L’information, particulièrement commentée par le journal libanais « Assafir » dès le 14 août, puis par l’organe du Hezbollah « Al-Akhbar » du 18 août, est selon ces deux médias l’aboutissement d’une chasse politique engagée par le lobby juif en France, engagée depuis huit ans. Dans « Assafir », Labevière n’a pas mâché ses mots en dénonçant « la pensée unique qui règne en France », propos repris par la presse algérienne. Le quotidien « Al-Akhbar » souligne, de son côté, que « le paysage médiatique français ne supporte pas le pluralisme ». Mais ce soutien apporté par les médias du Hezbollah est loin d’aider Labevière dans sa défense, au moment où le parti chiite libanais, dont les relations avec le journaliste français ne sont plus à démontrer, n’avait pas hésité à incendier ou à couvrir les incendiaires de la télévision « Futur TV », pendant la razzia de Beyrouth, le 9 mai dernier.
Est-ce le « rétrécissement de la liberté d’expression en France », comme le prétendent les amis de Labevière, qui justifie à elle seule sa présence au Liban, invité par le Hezbollah, où il doit tenir une conférence de presse, fin septembre pour dénoncer son licenciement abusif, qu’il attribue à l’action du lobby juif dans l’Hexagone ? En tout état de cause, « Al-Akhbar » affirme que Labevière couvrira la visite de Nicolas Sarkozy en Syrie, début septembre, en tant que spécialiste de la région.
Les deux journaux libanais, porte-voix de la politique syro-irano-hezbollahie, tout comme la presse algérienne qui s’est étalée sur le cas Labevière, refusent unanimement le motif officiel pour lequel le rédacteur en chef de RFI a été licencié, à savoir l’interview qu’il avait réalisée avec Bachar Al-Assad début juillet dernier, à la veille de la visite d’Etat du président syrien en France. Pour les amis de Labevière, celui-ci est « victime de la pensée unique imposée aux médias français par les néoconservateurs ». Mais là aussi, l’argument avancé par le Hezbollah et par les siens sonne faux, car les ministres de l’opposition libanaise, qui ont désormais le droit de veto au gouvernement, s’activent depuis plusieurs jours pour restreindre la liberté de la presse au Liban, prétextant l’indispensable réorganisation du paysage médiatique (médias audio-visuel et presse écrite). Cette action vise à museler la presse et à la soumettre, pour achever le démembrement de l’Etat libanais au profit du Hezbollah à huis clos, sans le témoignage de la presse.
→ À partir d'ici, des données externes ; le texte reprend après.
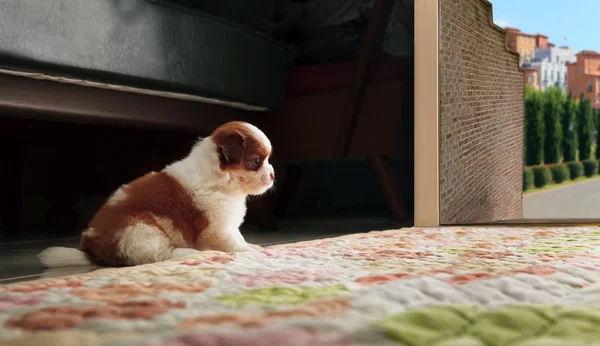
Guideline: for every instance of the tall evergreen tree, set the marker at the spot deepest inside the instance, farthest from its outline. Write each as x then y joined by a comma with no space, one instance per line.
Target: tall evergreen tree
569,142
584,128
553,133
534,130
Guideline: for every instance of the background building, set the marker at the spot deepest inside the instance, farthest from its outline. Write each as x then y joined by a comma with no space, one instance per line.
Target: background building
550,64
525,44
531,74
584,76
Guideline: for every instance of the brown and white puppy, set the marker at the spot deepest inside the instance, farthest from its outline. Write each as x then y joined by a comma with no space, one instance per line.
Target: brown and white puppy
194,204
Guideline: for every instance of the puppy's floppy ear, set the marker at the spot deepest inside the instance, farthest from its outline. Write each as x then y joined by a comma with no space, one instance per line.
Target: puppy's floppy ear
231,149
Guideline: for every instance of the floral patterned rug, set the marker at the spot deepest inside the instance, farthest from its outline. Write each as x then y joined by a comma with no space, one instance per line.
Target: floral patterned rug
431,286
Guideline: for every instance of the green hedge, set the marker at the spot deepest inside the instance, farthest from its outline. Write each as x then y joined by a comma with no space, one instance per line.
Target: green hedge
560,173
527,179
575,170
541,176
590,168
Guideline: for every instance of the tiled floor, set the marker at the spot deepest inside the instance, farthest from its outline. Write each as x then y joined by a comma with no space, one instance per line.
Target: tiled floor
18,259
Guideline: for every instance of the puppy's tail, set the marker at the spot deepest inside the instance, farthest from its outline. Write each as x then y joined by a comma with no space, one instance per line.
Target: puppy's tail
54,257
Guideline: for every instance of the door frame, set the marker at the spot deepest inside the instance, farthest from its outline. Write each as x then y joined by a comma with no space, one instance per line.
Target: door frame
427,107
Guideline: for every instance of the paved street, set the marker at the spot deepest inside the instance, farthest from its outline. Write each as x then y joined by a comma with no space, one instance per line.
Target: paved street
580,200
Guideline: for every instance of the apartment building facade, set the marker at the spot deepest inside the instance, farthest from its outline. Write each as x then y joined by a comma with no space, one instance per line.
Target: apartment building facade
551,66
584,76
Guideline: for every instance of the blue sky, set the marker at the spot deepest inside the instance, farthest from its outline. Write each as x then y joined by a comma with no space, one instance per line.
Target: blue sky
579,22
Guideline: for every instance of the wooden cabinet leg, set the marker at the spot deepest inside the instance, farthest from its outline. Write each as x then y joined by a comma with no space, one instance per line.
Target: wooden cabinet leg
389,185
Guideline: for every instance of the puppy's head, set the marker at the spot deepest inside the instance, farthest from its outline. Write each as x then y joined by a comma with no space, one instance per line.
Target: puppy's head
244,153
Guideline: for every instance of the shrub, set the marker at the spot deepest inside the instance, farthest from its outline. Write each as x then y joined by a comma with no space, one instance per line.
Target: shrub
553,134
584,128
590,168
569,144
541,176
527,179
560,173
575,170
534,129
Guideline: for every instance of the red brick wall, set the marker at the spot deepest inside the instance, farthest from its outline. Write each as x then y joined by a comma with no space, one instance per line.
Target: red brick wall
481,117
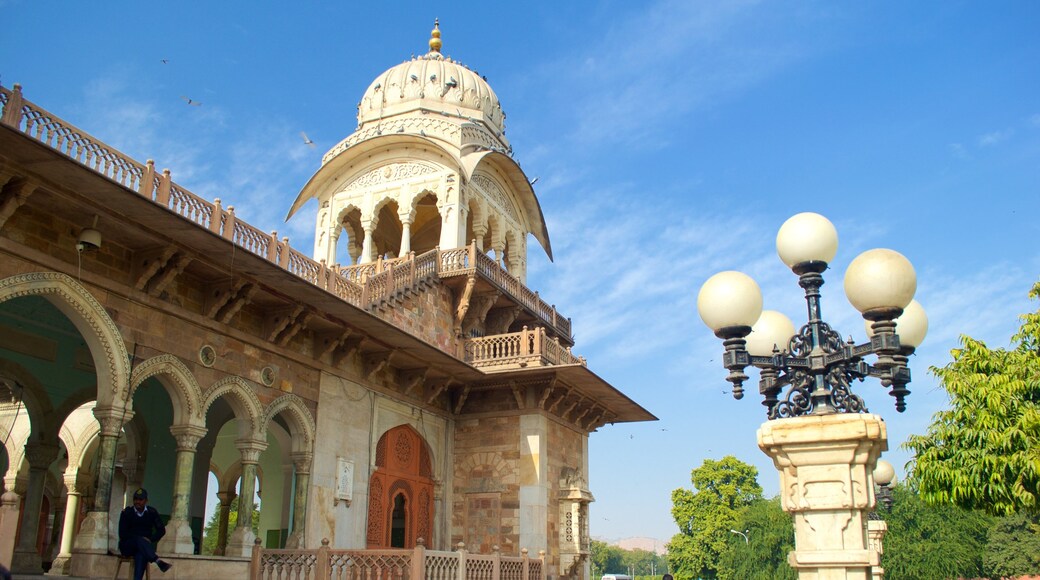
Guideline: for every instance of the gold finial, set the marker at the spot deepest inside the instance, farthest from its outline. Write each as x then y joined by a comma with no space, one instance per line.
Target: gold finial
435,36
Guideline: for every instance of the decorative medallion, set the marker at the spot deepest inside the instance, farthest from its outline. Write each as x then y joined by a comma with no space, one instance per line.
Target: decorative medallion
207,356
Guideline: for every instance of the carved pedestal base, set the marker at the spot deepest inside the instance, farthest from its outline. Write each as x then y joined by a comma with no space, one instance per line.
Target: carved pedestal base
240,543
178,538
826,464
93,534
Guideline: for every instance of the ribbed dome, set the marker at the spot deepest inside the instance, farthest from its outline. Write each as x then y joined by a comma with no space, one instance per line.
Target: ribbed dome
432,82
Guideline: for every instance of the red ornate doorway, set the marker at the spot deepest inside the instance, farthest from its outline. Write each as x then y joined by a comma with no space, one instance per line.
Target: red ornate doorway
400,495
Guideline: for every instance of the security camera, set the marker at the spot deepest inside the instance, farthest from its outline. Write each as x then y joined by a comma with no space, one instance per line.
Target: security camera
88,239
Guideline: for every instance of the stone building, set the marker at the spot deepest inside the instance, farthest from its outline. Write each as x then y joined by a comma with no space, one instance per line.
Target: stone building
404,384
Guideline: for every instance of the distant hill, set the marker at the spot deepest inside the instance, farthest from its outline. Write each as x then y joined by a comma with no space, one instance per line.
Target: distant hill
648,544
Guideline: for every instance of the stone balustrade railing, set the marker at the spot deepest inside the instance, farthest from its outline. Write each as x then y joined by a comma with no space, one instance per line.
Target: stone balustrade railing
526,348
417,563
360,285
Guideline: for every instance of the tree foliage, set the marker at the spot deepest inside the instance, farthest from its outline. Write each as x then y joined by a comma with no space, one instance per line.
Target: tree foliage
984,451
1013,546
606,558
212,526
933,542
763,555
724,489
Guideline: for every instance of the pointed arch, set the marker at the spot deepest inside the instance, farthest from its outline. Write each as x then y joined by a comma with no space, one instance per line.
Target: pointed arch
297,417
242,400
179,383
102,337
404,468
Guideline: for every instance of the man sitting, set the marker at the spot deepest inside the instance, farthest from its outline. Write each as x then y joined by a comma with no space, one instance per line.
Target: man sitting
140,529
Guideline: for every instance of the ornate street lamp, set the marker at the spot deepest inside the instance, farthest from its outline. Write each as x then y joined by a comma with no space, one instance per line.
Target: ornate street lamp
883,476
810,371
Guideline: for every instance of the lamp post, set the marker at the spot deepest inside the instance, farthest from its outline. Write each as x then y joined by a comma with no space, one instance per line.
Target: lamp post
744,534
876,525
819,432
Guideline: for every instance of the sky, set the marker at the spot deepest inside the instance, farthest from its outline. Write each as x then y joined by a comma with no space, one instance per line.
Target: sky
671,139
A l’inverse, ceux qui se réjouissent de la mise à l’écart de Labevière, au sein des deux médias officiels français destinés à développer et à accompagner la politique française dans le monde, espèrent qu’il puisse s’agir d’un réveil - certes tardif mais indispensable - de la classe politique française sur le danger de l’infiltration méthodique des médias par des Etats et des organisations considérées comme adverses ou hostiles à la France. De ce fait, plus le soutien solennel apporté par le Hezbollah et par l’opposition libanaise à Labevière est important, plus il justifie, a posteriori, son licenciement.
MediArabe.info avait consacré un éditorial, le 14 mai dernier, au cas de certains journalistes, écrivains et intellectuels français qui ne cachent plus leur alliance avec Damas, Téhéran et le parti de Hassan Nasrallah, en conflit avec la France. Parmi ceux-ci, Richard Labevière occupait l’une des meilleures places. Il devient alors permis de penser que son licenciement soit davantage lié à « une prise de conscience patriotique », devenue indispensable pour la survie de la France et de ses intérêts, et aux relations que Labevière - entre autres - entretient avec des pays adverses. Cette hypothèse n’innocente cependant pas le lobby sioniste et les néoconservateurs.
Notre éditorial du 14 mai ne relevait en aucun cas de l’incitation au licenciement. Il ne formulait aucune accusation de trahison à l’encontre de Labevière, même si, par excès de patriotisme, certains peuvent franchir le pas. Nos propos étaient tout simplement en avance sur l’actualité, comme le sont souvent nos analyses. De ce fait, nous espérons que notre opinion et que la liberté d’expression dont nous jouissons ne soient en rien dans le licenciement de notre confrère.